If ElBaradei comes back without meaningful concessions from Iran, the United States, France and Britain will be strengthened in seeking forceful council action. But if Tehran does meet some of the statement's requests, Russia and China, the two other permanent council members, will have a stronger case in their arguments that diplomacy — and not threats — work best with Tehran.
"The visit will provide Iran an opportunity in advance of that report to provide information required by the IAEA to fill in the gaps in the history of Iran's nuclear activities," said the official, who demanded anonymity because the trip has not been officially announced.
A diplomat familiar with the agency warned against heightened expectations, saying ElBaradei "is not going there to negotiate any settlement," but added "he does not expect to come back with empty hands."
That suggested that ElBaradei was hoping to wrest at least partial concessions from Iran — if not on its refusal to give up enrichment, a possible pathway to nuclear arms, then at least on other issues of concern to the international community, including a decision earlier this year to cut back on the scope and frequency of IAEA inspection.
Other problems faced by the agency include spotty information on Tehran's enrichment program, leading to fears it might be hiding facilities beyond the ones it has revealed to the IAEA.
The agency, which started investigating Iran more than three years ago after it learned it had been running a secret nuclear program for nearly two decades, is also concerned with "dual use" experiments and materials that could be applied in nuclear weapons programs.
It has noted apparent military involvement in what Tehran says is strictly a civilian program and earlier this year sounded the alarm bell over drawings showing how to mold fissile material into the shape of warheads.

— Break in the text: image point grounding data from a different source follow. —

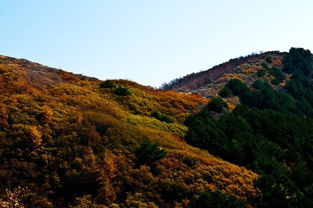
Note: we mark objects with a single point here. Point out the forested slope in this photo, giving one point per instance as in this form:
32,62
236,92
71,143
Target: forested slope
72,141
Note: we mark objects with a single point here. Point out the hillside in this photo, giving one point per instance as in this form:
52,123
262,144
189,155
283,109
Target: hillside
209,82
69,140
261,117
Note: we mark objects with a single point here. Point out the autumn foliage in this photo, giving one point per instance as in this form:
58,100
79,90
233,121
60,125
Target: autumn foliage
68,141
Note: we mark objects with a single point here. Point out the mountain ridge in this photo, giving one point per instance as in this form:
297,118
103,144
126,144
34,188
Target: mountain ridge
67,140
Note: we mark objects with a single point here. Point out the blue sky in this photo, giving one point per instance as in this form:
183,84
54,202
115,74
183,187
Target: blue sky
148,41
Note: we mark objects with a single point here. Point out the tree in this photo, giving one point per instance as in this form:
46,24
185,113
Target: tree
106,84
217,104
215,200
122,91
149,152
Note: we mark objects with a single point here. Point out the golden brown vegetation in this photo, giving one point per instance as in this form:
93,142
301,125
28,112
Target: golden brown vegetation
70,144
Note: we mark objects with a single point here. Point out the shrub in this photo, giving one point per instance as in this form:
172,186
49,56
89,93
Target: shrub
122,91
225,92
149,152
265,65
215,200
269,59
237,87
261,73
161,117
106,84
217,105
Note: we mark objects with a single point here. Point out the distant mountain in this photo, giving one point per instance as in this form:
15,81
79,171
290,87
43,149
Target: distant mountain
69,140
237,135
208,83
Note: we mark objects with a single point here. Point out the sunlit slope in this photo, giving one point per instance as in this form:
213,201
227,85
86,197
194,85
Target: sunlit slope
67,141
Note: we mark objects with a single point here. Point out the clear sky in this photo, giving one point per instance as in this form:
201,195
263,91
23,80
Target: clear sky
149,41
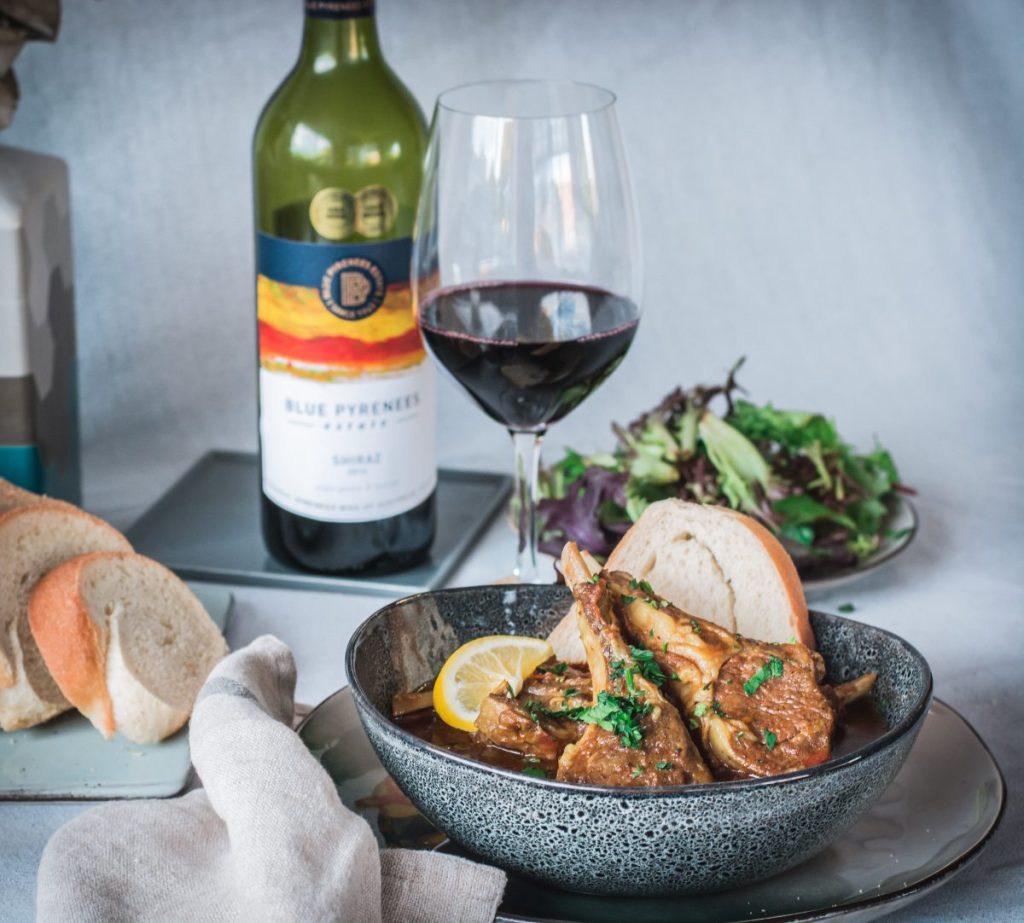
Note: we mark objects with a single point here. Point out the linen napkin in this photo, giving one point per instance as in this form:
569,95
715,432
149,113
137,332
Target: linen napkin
267,838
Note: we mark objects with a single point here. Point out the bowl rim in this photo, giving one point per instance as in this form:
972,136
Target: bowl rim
914,715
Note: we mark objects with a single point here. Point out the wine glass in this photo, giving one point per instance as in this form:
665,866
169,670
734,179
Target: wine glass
525,258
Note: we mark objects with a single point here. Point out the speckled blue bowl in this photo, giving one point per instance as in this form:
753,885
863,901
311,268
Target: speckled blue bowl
602,840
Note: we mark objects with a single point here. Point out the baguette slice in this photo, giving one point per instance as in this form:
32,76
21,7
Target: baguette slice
126,640
720,564
36,535
716,563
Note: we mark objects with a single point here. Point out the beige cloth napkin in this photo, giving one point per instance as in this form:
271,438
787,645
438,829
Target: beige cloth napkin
267,838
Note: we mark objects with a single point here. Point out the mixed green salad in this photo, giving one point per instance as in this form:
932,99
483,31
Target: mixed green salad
790,469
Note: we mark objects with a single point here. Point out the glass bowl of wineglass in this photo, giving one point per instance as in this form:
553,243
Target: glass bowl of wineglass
526,258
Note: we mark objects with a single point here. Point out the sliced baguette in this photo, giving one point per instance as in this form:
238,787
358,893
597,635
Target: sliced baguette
716,563
720,564
126,640
36,535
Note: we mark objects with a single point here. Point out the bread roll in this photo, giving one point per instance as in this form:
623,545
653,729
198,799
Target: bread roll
127,642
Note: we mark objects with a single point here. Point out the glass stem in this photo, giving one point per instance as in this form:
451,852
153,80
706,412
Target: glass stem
527,463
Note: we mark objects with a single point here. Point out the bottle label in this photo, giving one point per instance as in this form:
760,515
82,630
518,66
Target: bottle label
339,9
346,393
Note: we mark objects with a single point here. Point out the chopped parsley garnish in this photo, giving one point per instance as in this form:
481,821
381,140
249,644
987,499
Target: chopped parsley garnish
770,670
616,713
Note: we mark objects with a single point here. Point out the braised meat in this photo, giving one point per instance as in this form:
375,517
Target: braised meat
760,709
537,722
505,722
634,735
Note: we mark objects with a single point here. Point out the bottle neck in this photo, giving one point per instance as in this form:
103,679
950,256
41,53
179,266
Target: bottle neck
339,33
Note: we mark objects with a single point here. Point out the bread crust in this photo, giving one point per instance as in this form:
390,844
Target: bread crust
14,503
73,645
788,578
800,625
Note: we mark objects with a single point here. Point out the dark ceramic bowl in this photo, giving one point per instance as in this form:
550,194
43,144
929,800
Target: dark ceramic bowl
677,840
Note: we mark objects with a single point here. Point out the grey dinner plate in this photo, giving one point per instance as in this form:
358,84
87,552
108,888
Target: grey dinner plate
68,759
931,822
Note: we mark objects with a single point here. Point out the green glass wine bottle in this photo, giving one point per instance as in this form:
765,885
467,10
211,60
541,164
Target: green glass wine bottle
347,409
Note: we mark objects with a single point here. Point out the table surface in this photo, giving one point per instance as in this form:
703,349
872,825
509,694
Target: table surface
932,595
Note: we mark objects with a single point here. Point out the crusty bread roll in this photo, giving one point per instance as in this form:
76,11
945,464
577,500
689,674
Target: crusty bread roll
126,640
718,564
36,535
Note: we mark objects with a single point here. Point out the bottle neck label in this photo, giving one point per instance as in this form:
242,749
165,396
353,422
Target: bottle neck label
339,9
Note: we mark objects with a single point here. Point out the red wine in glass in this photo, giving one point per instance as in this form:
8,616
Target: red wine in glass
528,352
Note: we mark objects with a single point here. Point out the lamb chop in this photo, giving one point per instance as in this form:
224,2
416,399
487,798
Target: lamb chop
634,735
537,721
760,708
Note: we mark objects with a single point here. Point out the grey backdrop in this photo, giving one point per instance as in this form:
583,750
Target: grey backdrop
834,189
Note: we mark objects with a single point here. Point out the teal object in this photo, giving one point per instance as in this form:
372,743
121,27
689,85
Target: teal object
67,758
20,465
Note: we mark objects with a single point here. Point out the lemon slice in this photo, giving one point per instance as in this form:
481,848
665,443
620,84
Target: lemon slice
477,668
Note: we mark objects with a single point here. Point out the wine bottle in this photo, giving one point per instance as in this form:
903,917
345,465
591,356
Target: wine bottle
347,413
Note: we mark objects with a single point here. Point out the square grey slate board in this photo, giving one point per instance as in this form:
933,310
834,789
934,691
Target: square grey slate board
207,528
67,758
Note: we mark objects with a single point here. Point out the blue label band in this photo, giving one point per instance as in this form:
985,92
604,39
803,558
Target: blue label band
352,279
295,262
339,9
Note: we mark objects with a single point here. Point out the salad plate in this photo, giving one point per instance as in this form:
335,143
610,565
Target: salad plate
932,821
901,527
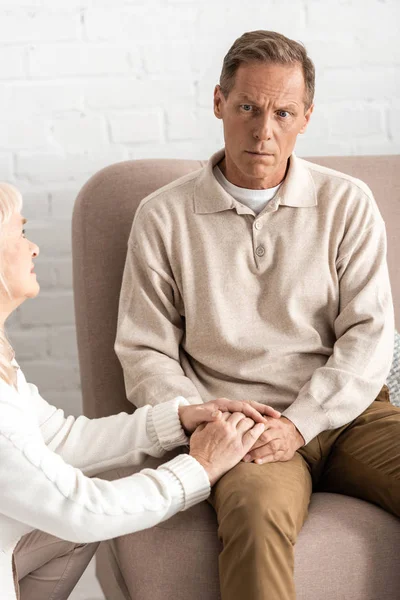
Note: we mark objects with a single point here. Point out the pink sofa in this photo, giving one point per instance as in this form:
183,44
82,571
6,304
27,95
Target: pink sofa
348,549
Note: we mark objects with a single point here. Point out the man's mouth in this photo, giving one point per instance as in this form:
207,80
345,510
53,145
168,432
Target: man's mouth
259,153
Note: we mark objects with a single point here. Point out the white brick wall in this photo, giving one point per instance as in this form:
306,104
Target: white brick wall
85,83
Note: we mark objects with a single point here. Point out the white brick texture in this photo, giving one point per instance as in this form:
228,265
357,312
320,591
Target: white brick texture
86,83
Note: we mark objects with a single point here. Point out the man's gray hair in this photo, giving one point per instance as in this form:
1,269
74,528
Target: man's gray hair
267,47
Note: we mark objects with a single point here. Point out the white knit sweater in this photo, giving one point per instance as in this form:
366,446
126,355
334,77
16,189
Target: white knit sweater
47,459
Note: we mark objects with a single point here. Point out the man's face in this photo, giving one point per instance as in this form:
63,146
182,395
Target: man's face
262,117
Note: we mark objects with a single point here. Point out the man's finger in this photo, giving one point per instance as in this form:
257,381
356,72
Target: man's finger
238,406
253,434
265,410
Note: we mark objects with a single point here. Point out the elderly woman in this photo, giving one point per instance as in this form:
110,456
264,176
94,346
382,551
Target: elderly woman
52,515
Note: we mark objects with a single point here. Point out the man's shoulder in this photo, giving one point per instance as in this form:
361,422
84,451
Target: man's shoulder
175,193
336,179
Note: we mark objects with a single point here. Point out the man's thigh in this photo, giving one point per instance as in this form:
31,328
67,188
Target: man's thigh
365,458
254,492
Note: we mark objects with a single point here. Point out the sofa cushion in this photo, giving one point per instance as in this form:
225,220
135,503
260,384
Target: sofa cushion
393,380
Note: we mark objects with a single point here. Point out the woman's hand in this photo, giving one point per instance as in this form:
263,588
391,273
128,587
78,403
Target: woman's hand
220,445
193,415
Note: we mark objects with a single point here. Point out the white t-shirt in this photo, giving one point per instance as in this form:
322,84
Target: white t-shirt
254,199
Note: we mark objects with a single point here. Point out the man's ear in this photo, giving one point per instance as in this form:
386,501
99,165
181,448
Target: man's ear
218,101
307,117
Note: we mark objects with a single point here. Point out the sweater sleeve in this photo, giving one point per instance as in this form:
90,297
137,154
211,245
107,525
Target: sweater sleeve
351,379
41,490
150,327
85,443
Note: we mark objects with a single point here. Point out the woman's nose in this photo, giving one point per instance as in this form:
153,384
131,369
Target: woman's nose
35,250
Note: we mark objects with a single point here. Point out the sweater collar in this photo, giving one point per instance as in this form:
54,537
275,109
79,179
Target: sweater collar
297,189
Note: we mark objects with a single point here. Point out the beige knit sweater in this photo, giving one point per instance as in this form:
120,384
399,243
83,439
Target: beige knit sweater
291,308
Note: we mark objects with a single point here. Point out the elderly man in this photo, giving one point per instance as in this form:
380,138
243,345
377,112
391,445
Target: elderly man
263,277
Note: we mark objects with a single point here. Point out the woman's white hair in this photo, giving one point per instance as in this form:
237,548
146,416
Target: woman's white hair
10,202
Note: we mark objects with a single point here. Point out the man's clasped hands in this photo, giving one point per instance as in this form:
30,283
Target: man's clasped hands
223,432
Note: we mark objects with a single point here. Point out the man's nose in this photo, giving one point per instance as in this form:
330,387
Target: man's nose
263,129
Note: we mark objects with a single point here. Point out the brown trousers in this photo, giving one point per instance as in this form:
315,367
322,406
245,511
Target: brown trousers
47,568
261,508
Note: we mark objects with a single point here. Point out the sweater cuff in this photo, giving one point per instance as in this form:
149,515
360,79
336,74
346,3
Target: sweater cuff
163,424
192,477
308,417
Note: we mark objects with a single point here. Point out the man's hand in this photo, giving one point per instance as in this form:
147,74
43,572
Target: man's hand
193,415
220,445
279,442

Tehran insists it is not interested in nuclear weapons and refuses to re-impose a temporary freeze on enrichment, saying it has a right to that activity to make nuclear fuel under the Nonproliferation Treaty.
Enrichment uses centrifuges to spin uranium gas to low-grade levels, suitable for fuel, or highly fissile material, which can be used to make bombs
While it plans to run thousands of centrifuges in its drive to run a full-scale enrichment program, Tehran's known enrichment capabilities are now restricted to a 164-centrifuge pilot plant at Natanz.
Still, officials familiar with the facility say it could start operating within days. Once that happens, the expertise learned from the plant could be applied to large-scale enrichment with the potential of producing material for hundreds of warheads.